Além disso, o estudante de jornalismo também falou sobre a importância financeira das vendas no seu cotidiano. Ele revelou que os pais possuem uma estabilidade financeira, mas que produz os doces porque gosta e objetiva conseguir renda extra no mês. “Eu não vendo para pagar a faculdade, eu não vendo para pagar as contas de casa. Eu vendo doce para conseguir fazer um dinheiro a mais, para conseguir conquistar um pouco de liberdade financeira”, afirmou.
Bernardo Monteiro se insere dentro dos 36% que possuem ensino superior incompleto e trabalham no setor informal. O estudante representa uma das possíveis variáveis que se inserem dentro desse mercado, que usualmente é marcada por uma maior possibilidade em relação às oportunidades, mas que enxerga benefícios na complementação financeira adquirida a partir dos empreendimentos. “É bastante importante, mas não é algo fundamental”, ressaltou o empreendedor sobre os lucros com os doces.
Impacto de microempreendimentos na economia
A economia é caracterizada por sua diversidade e complexidade, sendo diretamente afetada pelo aumento da atividade de microempreendedores, seja na tributação, seja na circulação de renda e consumo, seja nos investimentos. Fábio Aquino, graduado em Administração e professor do Centro Federal de Educação Tecnológica Celso Suckow da Fonseca (Cefet/RJ) na área de Administração, Políticas Públicas e Desenvolvimento Empresarial, falou sobre os impactos dos empreendedores no setor econômico.
Segundo estatísticas do IBGE, havia cerca de 14,6 milhões de cadastros de MEI em 2022 no Brasil. A formalização de pequenos empreendimentos como MEI representa a inclusão na economia de uma parcela de trabalhadores que antes operava na informalidade. Isso amplia a base de contribuintes, aumentando a receita de impostos estaduais, como o Imposto sobre Circulação de Mercadorias e Serviços (ICMS), e municipais, como o Imposto sobre Serviços (ISS).

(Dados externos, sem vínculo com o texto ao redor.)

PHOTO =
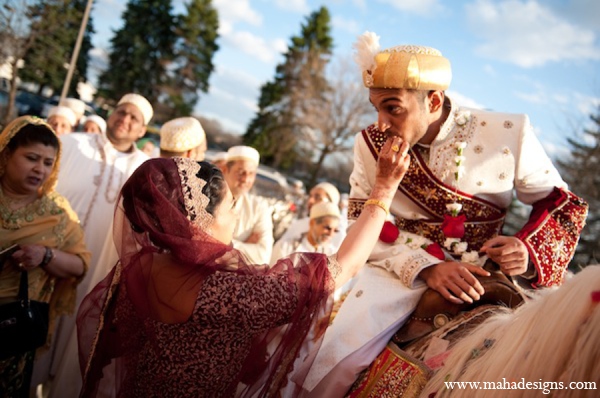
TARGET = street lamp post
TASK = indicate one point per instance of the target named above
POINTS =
(75, 54)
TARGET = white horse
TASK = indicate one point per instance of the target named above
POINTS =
(551, 342)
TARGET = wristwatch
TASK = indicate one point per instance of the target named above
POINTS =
(48, 256)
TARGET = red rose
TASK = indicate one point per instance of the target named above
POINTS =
(389, 232)
(454, 227)
(436, 251)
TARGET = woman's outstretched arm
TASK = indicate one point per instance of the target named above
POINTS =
(392, 164)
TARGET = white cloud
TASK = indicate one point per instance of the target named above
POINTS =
(231, 11)
(556, 151)
(528, 34)
(489, 69)
(586, 105)
(532, 97)
(348, 25)
(299, 6)
(255, 46)
(419, 7)
(464, 100)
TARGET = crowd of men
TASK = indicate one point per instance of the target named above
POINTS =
(503, 156)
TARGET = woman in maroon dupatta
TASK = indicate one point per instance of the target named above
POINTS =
(184, 315)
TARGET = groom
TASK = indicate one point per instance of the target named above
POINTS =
(466, 165)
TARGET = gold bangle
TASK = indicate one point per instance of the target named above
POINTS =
(379, 203)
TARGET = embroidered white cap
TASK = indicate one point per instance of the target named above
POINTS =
(331, 191)
(243, 152)
(323, 209)
(181, 134)
(142, 104)
(76, 105)
(64, 112)
(96, 119)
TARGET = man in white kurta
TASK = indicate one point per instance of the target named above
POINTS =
(322, 192)
(499, 155)
(93, 169)
(323, 224)
(253, 234)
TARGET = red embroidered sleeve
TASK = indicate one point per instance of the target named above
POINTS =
(552, 233)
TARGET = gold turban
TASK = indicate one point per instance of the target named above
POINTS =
(408, 67)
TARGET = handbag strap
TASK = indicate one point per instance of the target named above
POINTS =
(24, 287)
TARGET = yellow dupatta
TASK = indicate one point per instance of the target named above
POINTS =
(48, 221)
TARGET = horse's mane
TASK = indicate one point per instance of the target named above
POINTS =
(553, 338)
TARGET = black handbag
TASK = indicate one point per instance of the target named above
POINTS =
(23, 323)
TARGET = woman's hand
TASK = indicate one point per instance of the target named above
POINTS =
(61, 264)
(29, 257)
(392, 164)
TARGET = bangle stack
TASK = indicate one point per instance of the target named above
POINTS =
(48, 256)
(378, 203)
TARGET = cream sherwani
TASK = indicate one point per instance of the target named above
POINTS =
(254, 216)
(92, 173)
(503, 155)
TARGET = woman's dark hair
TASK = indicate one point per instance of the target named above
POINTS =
(33, 134)
(215, 185)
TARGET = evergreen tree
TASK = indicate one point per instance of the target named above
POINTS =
(140, 51)
(279, 128)
(194, 50)
(45, 61)
(580, 171)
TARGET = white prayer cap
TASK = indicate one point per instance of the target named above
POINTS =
(243, 152)
(64, 112)
(96, 119)
(323, 209)
(76, 105)
(331, 191)
(181, 134)
(142, 104)
(219, 156)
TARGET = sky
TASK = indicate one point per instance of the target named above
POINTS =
(541, 58)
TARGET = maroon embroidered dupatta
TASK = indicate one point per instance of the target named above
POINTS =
(153, 219)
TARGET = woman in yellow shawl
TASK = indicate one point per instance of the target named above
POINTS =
(50, 240)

Por outro lado, Aquino ressalta que o aumento de pequenos negócios pode levar a uma evasão fiscal significativa, já que muitos empreendimentos não são formalizados. Segundo os indicadores econômicos de 2024, divulgados em 2025 pelo IBGE, o número de pessoas que trabalham por conta própria sem registros é de aproximadamente 19,3 milhões. Com a dificuldade de fiscalizar e tributar as transações informais, há uma perda de receita para o Estado.
“No contexto do Rio de Janeiro, onde a economia informal é historicamente relevante, o desafio é encontrar um equilíbrio entre incentivar a atividade empreendedora e garantir que a base tributária seja ampliada de forma justa e eficiente.”, aponta Aquino.
O aumento na atividade de microempreendedores, sejam eles formais ou não, tem impacto direto na circulação de renda do país. Isso ocorre através da compra de insumos, contratação de serviços ou simplesmente pelo aumento do poder de consumo das famílias que dependem desses negócios.
A teoria econômica do efeito multiplicador diz que cada unidade de moeda gasta é reinvestida e circula, gerando um impacto econômico maior do que o seu valor inicial. A circulação de dinheiro se intensifica, beneficiando não apenas os empreendedores, mas também outros setores da economia local, como o comércio e o setor de serviços.
“Esse efeito é particularmente importante em áreas periféricas ou com menor dinamismo econômico, onde a atuação dos microempreendedores costuma ser o principal motor de geração de empregos”, afirma o professor.
Esses empreendimentos aparecem como alternativa na obtenção de renda e, muitas vezes, as pessoas têm o desejo de expandir os serviços, como é o caso de Luciana. Porém, Aquino destaca que o crescimento desses negócios pode ser limitado pela falta de acesso ao crédito formal e a estruturas de apoio. A atração de investimentos depende diretamente da capacidade do Estado de criar um ambiente que estimule a formalização, o acesso ao capital e o desenvolvimento sustentável desses negócios.